Probably four things led me to change my mind on this
(1) The Gospels are narrated. Several years ago, I taught a course on the Fourth Gospel and we watched a movie based on that Gospel. Here’s the funny part – we all found Jesus quite random and even nonsensical. That is, without the help of the narrator. I used to think –how fun it would have been, how inspiring to be one of Jesus’ disciples. Alas, I think I would have been among those that left him! The narrators act as guides to make sense of the story. So it is with creeds. They guide us in the reading of Scripture.
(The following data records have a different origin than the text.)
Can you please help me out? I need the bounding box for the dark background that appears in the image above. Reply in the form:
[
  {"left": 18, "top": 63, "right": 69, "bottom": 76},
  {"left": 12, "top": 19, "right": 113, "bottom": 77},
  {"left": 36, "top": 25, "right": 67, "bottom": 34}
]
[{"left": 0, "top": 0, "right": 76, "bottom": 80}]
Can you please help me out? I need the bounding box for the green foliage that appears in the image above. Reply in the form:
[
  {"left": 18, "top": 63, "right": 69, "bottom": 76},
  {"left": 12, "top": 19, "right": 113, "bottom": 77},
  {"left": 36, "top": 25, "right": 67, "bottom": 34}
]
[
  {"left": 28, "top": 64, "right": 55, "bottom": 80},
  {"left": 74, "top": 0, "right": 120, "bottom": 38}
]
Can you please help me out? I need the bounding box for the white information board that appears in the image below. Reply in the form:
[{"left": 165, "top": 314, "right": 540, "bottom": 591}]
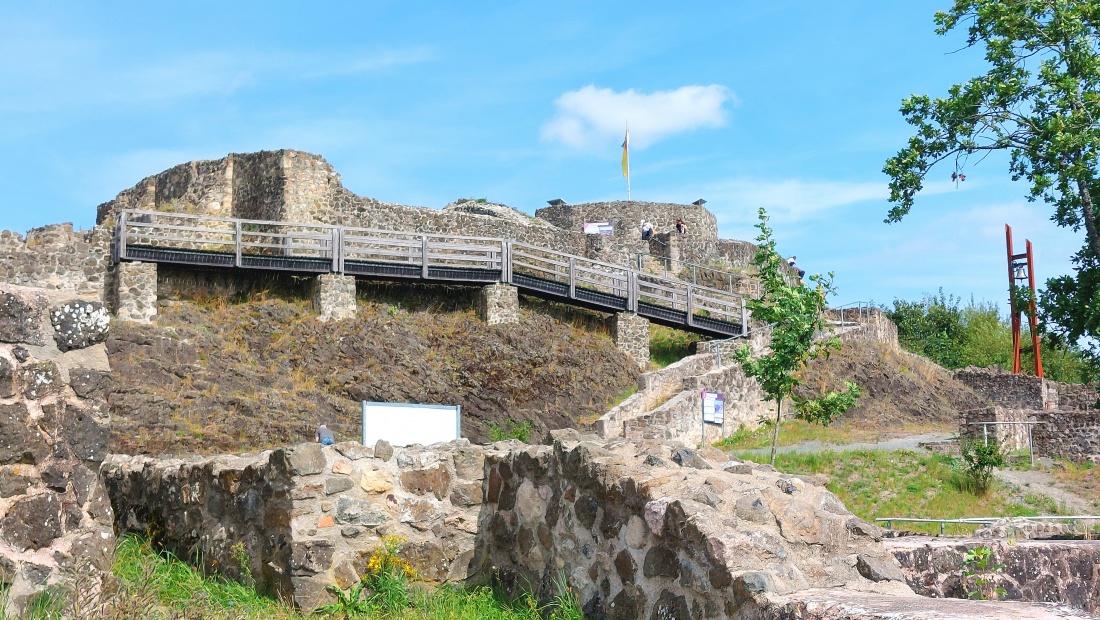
[
  {"left": 363, "top": 401, "right": 462, "bottom": 445},
  {"left": 703, "top": 390, "right": 726, "bottom": 424}
]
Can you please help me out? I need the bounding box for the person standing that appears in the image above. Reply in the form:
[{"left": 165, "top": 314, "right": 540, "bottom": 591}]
[{"left": 787, "top": 256, "right": 806, "bottom": 280}]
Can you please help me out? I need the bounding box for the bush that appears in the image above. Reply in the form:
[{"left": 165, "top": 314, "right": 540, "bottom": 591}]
[{"left": 959, "top": 438, "right": 1004, "bottom": 495}]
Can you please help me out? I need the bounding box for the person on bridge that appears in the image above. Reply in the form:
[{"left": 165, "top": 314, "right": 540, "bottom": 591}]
[{"left": 314, "top": 424, "right": 337, "bottom": 445}]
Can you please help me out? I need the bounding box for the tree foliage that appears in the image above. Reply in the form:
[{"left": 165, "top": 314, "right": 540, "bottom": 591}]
[
  {"left": 882, "top": 290, "right": 1096, "bottom": 383},
  {"left": 883, "top": 0, "right": 1100, "bottom": 378},
  {"left": 736, "top": 209, "right": 859, "bottom": 465}
]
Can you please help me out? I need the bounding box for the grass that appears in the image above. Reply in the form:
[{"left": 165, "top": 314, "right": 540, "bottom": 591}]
[
  {"left": 715, "top": 419, "right": 953, "bottom": 450},
  {"left": 717, "top": 446, "right": 1058, "bottom": 534},
  {"left": 649, "top": 324, "right": 703, "bottom": 368},
  {"left": 0, "top": 536, "right": 582, "bottom": 620}
]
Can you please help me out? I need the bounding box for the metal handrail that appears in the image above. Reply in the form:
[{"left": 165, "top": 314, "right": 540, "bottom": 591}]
[
  {"left": 875, "top": 514, "right": 1100, "bottom": 535},
  {"left": 637, "top": 252, "right": 757, "bottom": 295}
]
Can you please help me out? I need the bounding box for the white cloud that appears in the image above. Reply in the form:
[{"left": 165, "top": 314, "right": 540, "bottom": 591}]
[
  {"left": 541, "top": 85, "right": 735, "bottom": 150},
  {"left": 694, "top": 179, "right": 888, "bottom": 223}
]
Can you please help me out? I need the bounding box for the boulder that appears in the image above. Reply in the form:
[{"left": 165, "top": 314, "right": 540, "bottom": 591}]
[
  {"left": 50, "top": 300, "right": 111, "bottom": 352},
  {"left": 0, "top": 290, "right": 46, "bottom": 346},
  {"left": 0, "top": 492, "right": 63, "bottom": 550}
]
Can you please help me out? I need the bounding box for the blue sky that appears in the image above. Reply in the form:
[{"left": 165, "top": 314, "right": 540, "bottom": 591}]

(2) Paul taught “traditions.” We sometimes criticize “tradition” as human fabrications, but no doubt Jesus passed on early Christian traditions, the purpose of which was to confess and teach doctrine (e.g., 2 Thess 2:15).
(3) Everyone has a formative worldview, and creeds synthesize that worldview. I taught freshmen at Seattle Pacific University for a short bit and all students had to take a course called Christian formation. Most of us that taught that course focused on the Apostle’s Creed. What I came to see was how much deep theology is actually contained in it, if you interpret it in tandem with Scripture (I enjoyed using Karl Barth’s Dogmatics in Outline as inspiration!). It comes from and can articulate a particularly Christian worldview. It is not simply a set of “beliefs” that only pertain to “religion.” It creates a whole “world” into which we step and through which we interpret reality. Check out Luke Timothy Johnson’s The Creed.
(4) Creeds can unite. I remember reading that the churches that stood against Hitler started to recite the Apostles’ Creed aloud while standing in church – this created a bond of unity over and against the apostasy of the Reich churches. Creeds can help us not only bond together, but helps us have courage to resist what is ungodly.
Well, that is all a bit of a long way to commend to you Michael F Bird’s latest offering, What Christians Ought to Believe: An Introduction to Christian Doctrine through the Apostles’ Creed (Zondervan, 2016). I read through Mike’s book a few weeks ago, and it is an engaging work that unpacks the central teachings of the creeds. Obviously Mike’s specialty is making things that can be boring very interesting, and this is no exception.